Lunar launches app for kids and says it can capture 250,000 customers

Lunar Youth is linked to the bank account of a parent who can set budget limits and monitor transactions.
Lunar launches app for kids and says it can capture 250,000 customers

Nordic challenger bank Lunar is launching a paid offshoot app for children and teenagers and says it can capture hundreds of thousands of customers. The Danish challenger bank, which is ten years old, is launching Lunar Youth, designed for children and teens aged between seven and 17. In the UK, challenger Monzo is also launching a child-friendly app.

Lunar Youth features include an option for children and teens to design their own card and app theme; digital tools, such as an overview of spending, real-time insights, spend categorisation and budgeting tools. The app is linked to a parent's bank account, and parents can set budget limits, monitor transactions, and access spending insights.

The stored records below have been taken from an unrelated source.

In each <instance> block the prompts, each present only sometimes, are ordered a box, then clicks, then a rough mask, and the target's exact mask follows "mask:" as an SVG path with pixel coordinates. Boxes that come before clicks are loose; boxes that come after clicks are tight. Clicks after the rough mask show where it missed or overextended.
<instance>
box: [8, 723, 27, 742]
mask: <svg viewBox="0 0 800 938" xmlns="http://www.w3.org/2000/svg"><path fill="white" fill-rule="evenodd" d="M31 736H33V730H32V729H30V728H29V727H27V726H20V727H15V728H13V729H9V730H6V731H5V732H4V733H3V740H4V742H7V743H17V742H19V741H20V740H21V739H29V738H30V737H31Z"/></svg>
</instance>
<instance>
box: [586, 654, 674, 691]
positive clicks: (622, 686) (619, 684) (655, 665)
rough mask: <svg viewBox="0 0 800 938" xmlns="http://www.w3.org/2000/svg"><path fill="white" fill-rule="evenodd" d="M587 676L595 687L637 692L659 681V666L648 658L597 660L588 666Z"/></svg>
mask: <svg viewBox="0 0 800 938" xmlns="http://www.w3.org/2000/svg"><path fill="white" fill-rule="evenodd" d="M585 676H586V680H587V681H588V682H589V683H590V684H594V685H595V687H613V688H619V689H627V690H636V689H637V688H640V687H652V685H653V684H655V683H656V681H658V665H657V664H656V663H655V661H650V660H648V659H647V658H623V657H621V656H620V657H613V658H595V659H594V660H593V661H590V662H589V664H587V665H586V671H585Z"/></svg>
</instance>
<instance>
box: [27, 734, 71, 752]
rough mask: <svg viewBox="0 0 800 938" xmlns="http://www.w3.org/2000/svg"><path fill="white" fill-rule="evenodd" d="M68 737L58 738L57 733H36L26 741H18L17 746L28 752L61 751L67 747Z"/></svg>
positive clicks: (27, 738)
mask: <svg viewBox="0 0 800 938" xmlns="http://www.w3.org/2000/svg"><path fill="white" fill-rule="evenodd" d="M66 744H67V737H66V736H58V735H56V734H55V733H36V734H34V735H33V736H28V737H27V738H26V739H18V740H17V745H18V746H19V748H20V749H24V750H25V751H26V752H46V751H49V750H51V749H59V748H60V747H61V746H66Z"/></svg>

It also includes category restrictions in areas such as crypto, gambling, and adult content while all online purchases require parental approval.

Ken Villum Klausen, founder and CEO of Lunar, which has over 950,000 customers, said:

"We’re building a digital bank for a digital generation—giving kids the tools to explore, learn, and build confidentially managing money, step by step, in a safe environment. We’ve been around for nearly a decade, and the customers who joined us in the early days have grown up with us—many of them now becoming parents themselves.

"Lunar Youth isn’t just about kids; it’s about continuing to be the go-to bank for our users as they move through different life stages—whether they’re opening their first account as teenagers or helping their own children take their first financial steps."

Lunar Youth is offered to users on some of Lunar’s paid tiers, priced at around four euros a month. Lunar Youth has been tested internally ahead of its launch.

Klausen said two of his children had been using it and had “built some great money habits”, such as learning where money comes from and that it’s not an infinite resource. On the product’s ambitions, he pointed out that the Nordics was an “insular landscape” and that there are 2.5m children and teenagers in the region.

He added:

“It is the most profitable banking landscape on the planet with less competition. We don’t have any other European challengers in the Nordic infrastructure. So I think every time we launch a vertical new have an ambition over the years to be capturing around 10 per cent of the opportunity in our regions.”

Last year Lunar launched a Banking-as-a-Service (BaaS) business as a separate entity.